There are some issues:
Largest problem is alignment. The returned pointer needs to be aligned. Since this malloc()
is not given the pointer type needed, use max_align_t
"which is an object type whose alignment is as great as is supported by the implementation in all contexts" C11dr §7.19 2. Note: *bytesUsed
needs this alignment too. So apply similar code should if other code affects it.

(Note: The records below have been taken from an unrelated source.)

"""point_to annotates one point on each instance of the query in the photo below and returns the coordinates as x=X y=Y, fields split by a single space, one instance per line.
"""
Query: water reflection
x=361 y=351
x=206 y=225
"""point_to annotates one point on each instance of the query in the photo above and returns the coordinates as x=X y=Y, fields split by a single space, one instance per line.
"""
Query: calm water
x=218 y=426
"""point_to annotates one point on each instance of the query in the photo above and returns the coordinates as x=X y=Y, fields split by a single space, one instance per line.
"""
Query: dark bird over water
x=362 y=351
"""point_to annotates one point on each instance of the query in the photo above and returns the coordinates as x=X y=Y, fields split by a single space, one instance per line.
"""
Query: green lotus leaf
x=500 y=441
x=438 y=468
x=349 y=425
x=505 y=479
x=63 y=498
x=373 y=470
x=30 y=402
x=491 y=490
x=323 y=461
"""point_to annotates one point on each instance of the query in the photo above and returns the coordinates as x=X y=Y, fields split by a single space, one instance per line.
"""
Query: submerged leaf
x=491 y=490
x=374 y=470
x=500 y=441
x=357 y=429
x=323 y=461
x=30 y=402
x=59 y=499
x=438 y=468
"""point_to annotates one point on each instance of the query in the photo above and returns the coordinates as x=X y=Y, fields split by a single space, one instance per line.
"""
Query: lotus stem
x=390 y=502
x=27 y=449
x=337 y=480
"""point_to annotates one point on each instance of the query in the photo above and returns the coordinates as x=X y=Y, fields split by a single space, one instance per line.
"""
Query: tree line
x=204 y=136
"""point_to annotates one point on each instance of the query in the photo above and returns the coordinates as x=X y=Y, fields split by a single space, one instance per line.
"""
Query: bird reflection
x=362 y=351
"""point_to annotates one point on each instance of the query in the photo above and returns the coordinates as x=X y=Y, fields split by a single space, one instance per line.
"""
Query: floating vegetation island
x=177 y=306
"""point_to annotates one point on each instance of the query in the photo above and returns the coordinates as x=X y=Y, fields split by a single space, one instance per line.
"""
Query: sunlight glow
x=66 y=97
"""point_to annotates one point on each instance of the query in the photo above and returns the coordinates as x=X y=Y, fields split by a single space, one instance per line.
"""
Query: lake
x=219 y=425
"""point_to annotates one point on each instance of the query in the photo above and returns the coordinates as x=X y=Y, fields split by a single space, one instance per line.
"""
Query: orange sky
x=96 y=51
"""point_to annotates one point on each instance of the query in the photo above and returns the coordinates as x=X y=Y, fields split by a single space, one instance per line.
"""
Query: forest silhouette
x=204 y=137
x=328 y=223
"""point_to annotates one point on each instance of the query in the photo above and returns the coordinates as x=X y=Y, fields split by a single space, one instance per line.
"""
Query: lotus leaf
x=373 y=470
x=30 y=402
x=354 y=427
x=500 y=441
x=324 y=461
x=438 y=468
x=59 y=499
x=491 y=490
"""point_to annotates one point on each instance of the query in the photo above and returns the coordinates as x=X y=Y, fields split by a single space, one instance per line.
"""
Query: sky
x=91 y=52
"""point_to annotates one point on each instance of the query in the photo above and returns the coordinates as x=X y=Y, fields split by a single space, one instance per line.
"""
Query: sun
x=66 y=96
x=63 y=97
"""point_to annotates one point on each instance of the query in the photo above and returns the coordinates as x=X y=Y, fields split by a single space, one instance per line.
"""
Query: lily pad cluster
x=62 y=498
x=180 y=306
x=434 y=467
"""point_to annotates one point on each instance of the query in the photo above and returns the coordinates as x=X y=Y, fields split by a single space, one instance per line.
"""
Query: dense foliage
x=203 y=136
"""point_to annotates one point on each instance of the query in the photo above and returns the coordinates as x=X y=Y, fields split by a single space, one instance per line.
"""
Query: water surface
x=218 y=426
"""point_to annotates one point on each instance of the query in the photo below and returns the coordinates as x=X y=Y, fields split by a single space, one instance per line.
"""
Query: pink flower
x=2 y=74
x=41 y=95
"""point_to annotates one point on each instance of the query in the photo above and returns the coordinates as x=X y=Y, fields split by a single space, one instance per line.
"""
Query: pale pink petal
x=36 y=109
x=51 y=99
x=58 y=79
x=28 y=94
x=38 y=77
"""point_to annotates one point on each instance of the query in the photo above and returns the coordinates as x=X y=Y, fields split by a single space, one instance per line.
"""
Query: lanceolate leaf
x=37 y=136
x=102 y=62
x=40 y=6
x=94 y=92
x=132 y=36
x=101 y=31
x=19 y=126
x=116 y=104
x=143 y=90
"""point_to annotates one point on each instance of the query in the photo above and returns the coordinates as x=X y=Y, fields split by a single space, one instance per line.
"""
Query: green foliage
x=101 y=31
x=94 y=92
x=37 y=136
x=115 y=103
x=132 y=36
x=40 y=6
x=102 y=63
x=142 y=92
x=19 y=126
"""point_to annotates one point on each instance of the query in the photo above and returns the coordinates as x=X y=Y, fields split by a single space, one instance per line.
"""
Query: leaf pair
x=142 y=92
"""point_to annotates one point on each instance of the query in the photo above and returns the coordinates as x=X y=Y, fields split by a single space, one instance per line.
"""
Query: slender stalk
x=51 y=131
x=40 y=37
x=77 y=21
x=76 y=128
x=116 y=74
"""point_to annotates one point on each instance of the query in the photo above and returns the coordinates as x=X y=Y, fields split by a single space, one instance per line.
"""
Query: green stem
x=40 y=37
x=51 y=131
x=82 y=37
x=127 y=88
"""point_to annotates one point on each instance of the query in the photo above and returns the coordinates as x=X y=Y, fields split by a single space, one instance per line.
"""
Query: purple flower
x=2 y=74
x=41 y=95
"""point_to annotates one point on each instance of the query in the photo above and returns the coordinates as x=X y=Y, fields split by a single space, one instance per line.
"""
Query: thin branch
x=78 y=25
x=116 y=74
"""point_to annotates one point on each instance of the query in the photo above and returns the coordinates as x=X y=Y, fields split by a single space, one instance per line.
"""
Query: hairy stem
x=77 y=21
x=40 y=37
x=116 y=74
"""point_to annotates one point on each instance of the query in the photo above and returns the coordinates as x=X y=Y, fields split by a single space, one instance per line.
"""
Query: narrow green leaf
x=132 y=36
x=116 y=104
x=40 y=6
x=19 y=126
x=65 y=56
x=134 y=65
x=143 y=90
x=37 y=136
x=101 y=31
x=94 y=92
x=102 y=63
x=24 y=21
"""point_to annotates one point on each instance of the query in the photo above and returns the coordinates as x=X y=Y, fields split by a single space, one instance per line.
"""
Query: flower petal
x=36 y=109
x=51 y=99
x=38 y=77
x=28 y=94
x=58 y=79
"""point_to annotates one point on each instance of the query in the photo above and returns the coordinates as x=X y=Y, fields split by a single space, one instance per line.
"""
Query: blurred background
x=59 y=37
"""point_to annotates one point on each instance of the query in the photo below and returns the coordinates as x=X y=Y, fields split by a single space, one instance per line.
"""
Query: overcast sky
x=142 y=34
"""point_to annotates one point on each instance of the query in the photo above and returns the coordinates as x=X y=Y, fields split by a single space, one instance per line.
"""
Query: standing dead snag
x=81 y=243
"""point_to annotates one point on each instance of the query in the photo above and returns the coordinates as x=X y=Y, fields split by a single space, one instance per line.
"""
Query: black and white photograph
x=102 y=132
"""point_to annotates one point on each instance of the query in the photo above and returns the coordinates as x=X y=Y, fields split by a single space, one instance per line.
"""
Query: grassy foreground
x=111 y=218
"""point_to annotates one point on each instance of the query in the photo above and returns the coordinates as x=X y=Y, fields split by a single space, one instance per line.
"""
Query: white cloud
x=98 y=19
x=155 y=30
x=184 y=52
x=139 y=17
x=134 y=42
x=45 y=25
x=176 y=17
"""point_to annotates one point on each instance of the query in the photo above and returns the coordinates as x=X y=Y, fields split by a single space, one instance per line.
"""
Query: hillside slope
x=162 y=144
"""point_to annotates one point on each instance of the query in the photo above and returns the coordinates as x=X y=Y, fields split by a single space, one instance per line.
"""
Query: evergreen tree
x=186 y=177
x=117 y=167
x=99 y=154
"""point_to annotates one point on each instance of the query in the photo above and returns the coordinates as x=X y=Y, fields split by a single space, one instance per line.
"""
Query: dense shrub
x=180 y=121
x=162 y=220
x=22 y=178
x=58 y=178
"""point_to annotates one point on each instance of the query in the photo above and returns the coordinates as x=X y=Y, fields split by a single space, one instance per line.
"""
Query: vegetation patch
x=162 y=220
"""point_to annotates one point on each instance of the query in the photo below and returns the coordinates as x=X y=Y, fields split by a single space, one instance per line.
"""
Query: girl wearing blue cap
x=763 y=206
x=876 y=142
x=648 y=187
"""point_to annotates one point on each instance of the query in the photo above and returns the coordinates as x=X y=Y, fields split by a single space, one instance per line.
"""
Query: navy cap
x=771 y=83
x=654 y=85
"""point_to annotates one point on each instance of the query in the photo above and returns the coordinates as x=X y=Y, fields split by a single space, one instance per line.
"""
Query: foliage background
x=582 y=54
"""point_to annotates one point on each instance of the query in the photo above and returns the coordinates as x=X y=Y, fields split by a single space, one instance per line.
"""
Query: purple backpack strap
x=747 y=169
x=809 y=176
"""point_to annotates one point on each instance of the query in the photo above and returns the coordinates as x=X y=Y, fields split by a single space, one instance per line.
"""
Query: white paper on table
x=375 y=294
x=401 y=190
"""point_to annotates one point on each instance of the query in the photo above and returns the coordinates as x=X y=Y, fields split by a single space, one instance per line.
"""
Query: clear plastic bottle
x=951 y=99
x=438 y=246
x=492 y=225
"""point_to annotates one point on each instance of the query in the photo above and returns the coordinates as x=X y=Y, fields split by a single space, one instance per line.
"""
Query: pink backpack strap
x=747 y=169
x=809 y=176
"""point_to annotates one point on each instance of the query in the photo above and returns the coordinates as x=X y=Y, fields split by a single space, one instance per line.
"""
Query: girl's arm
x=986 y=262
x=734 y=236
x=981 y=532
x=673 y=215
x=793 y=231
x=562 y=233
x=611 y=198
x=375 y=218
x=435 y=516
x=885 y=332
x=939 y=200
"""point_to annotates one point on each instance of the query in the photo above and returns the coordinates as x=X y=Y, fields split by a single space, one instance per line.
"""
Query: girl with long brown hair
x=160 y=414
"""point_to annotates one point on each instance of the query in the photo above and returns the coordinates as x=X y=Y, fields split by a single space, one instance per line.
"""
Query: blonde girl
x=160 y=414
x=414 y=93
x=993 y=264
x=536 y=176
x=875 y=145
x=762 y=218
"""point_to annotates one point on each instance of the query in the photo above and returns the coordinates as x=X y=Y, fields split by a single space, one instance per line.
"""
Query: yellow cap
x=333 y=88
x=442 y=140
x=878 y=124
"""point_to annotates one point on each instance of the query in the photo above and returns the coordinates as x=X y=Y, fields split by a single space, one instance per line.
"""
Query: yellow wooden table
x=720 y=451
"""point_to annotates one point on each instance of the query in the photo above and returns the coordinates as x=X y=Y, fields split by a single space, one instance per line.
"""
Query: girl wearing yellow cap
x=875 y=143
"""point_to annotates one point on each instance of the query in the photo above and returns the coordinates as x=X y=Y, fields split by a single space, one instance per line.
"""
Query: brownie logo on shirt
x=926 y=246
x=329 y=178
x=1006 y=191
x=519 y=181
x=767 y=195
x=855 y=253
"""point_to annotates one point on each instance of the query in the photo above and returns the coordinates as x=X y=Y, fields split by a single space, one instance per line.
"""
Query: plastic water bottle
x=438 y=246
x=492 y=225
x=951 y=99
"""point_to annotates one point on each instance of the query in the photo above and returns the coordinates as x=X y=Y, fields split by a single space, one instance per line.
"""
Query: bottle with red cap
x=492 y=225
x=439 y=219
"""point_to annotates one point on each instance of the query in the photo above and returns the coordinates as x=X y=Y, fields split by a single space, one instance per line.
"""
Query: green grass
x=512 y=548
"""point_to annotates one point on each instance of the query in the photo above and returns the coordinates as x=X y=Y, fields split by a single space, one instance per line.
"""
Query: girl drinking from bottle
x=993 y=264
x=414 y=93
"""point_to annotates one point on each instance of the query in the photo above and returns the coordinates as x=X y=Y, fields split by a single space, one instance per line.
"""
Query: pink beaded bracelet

if (size%alignof(max_align_t)) {
size += alignof(max_align_t) - size%alignof(max_align_t);
}
// or
size = (size + alignof(max_align_t) - 1)/alignof(max_align_t)*alignof(max_align_t);
No detection for out-of-memory.
Avoid re-using standard library names. Code can define
them in later, if needed.
// void* malloc(int size, int* bytesUsed, uchar* memory);
void* RG_malloc(int size, int* bytesUsed, uchar* memory);
// if needed
#define malloc RF_malloc
malloc()
expects a different type for allocations: size_t
, not int
.
// void* malloc(int size, int* bytesUsed, uchar* memory);
void* malloc(size_t size, size_t* bytesUsed, uchar* memory);
Cast is not needed.
// return (void*)(memory+startIdx);
return memory + startIdx;
More clear to use unsigned char
than uchar
, which hopefully is not something else.
Putting this all together
void* malloc(size_t size, size_t* bytesUsed, unsigned char* memory){
size = (size + alignof(max_align_t) - 1)/alignof(max_align_t)*alignof(max_align_t);
if (RG_ALLOC_SIZE - *bytesUsed > size) {
return NULL;
}
size_t startIdx = *bytesUsed; // See note above concerning alignment.
*bytesUsed += size;
return memory + startIdx;
}
Additionally, RG_free()
is not coded. If that is needed, this simply allocation scheme would need significant additions.